“Fried Milk,” a custard that is crunchy on the outside and creamy within, is a typical Spanish dessert found all over the country but said to be from the Basque country. With one teaspoon of anisette liqueur poured over each square and ignited, Leche Frita al Anís is created.
- 2 cups milk
- Peel of ½ lemon
- 1 cinnamon stick
- 3 egg yolks
- 3 tablespoons granulated sugar
- 5 tablespoons cornstarch
- 1 egg, beaten
- Bread crumbs
- Oil for frying
- Powdered sugar for dusting
- Cinnamon for dusting
Bring the milk with the lemon peel and the cinnamon stick to a boil. Lower the heat and simmer 10 minutes.
In a saucepan, beat the egg yolks with a wire whisk until they are lemon colored. Beat in the granulated sugar, then the cornstarch. Stir in a few tablespoons of the hot milk, then gradually stir in the rest. Cook over moderate heat, stirring constantly, until thickened and smooth. Remove at the first sign of a boil. Discard the lemon peel and cinnamon stick. Give the custard a vigorous stir to release steam, then pour into a greased 8-inch square pan. Let cool, undisturbed, then refrigerate until the custard becomes hard.

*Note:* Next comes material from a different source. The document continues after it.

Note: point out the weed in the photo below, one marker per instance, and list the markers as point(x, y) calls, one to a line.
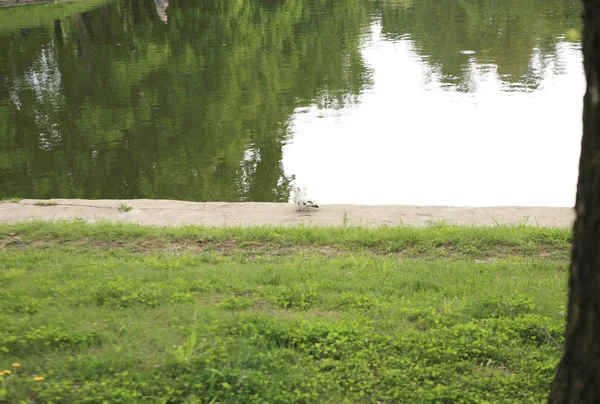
point(46, 203)
point(124, 207)
point(10, 200)
point(122, 313)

Cut the custard into 2-inch squares, dip them in the beaten egg, then coat with bread crumbs. Fry in very hot oil, at least ½ inch deep. Drain, dust with a mixture of powdered sugar and cinnamon, and serve immediately. Leche Frita can be kept warm if necessary for about 30 minutes in a 200°F oven.
Nutritional information is based on 16 servings, 1 tablespoon breadcrumbs per serving and 1/2 cup oil for frying.